Islamic extremism offers nothing but pain, death, tyranny and squalor, but if the Sunday Times thinks that will disabuse the fanatics from their cause, they need only examine the continued adoration of communism and socialism by Western academics. Despite the utter economic failure, social bankruptcy and mass murder caused repeatedly around the world by these failed ideas, they remain very popular on American and European college campuses (though, virtually no where else). Young Muslims are not likely to be blunted from their violent extremism even by the knowledge of what that extremism will ultimately bring. They don't care. You can't argue rationally with religious fanatics. No amount of "reformed extremists" nor tales of the real results of their ideology will dissuade them.

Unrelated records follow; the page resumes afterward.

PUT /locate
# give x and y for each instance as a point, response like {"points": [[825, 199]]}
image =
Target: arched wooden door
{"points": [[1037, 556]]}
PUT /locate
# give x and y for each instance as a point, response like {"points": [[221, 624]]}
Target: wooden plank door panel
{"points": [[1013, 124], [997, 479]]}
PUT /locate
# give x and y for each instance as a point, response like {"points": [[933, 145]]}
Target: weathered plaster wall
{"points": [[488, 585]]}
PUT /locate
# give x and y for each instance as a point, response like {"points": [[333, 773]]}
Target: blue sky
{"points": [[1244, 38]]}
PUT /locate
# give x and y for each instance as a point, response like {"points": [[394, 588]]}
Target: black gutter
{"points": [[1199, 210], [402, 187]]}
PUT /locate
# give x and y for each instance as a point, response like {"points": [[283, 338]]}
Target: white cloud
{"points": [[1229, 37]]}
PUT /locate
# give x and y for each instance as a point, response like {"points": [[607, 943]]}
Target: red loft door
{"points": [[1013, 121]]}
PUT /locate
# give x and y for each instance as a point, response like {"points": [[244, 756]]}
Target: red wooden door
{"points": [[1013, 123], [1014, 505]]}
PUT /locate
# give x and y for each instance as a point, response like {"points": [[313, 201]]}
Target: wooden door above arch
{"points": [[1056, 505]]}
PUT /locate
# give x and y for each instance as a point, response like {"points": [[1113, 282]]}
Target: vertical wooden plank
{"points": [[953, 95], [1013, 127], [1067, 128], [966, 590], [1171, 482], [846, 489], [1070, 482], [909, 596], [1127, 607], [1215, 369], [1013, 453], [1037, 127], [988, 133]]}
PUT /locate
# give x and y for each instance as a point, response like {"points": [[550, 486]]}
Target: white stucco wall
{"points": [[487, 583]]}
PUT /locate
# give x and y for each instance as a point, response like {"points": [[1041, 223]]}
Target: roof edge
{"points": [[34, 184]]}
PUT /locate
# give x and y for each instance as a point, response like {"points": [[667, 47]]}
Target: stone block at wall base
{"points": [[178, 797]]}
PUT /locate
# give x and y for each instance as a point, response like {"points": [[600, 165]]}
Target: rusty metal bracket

The British government created this crisis by inviting hundreds of thousands of non-European, non-Western peoples to migrate to its shores, bringing with them their alien culture and ideas. It is manifestly clear that a significant percentage of these people - mostly Muslims - possibly a majority, have no intention of assimilating into British culture, but rather, plan to change Britain to suit their liking. Britain, imbibing deeply into the false idea of multiculturalism - better understood as Western self-hatred - has poisoned itself. The number of militant young Muslim men in Britain will only grow, as well the violence. Meanwhile, native born Anglo-Saxons have allowed themselves to be ethnically cleansed from large areas of the country's largest cities, now home to colonies of foreigners. The threat to Britain's long-term survival today is, ironically, far worse than it was when Nazi bombers rained ordinance down on a burning London. Today, the fascists are inside the country, at Britain's own invitation, and they plan to burn down the house.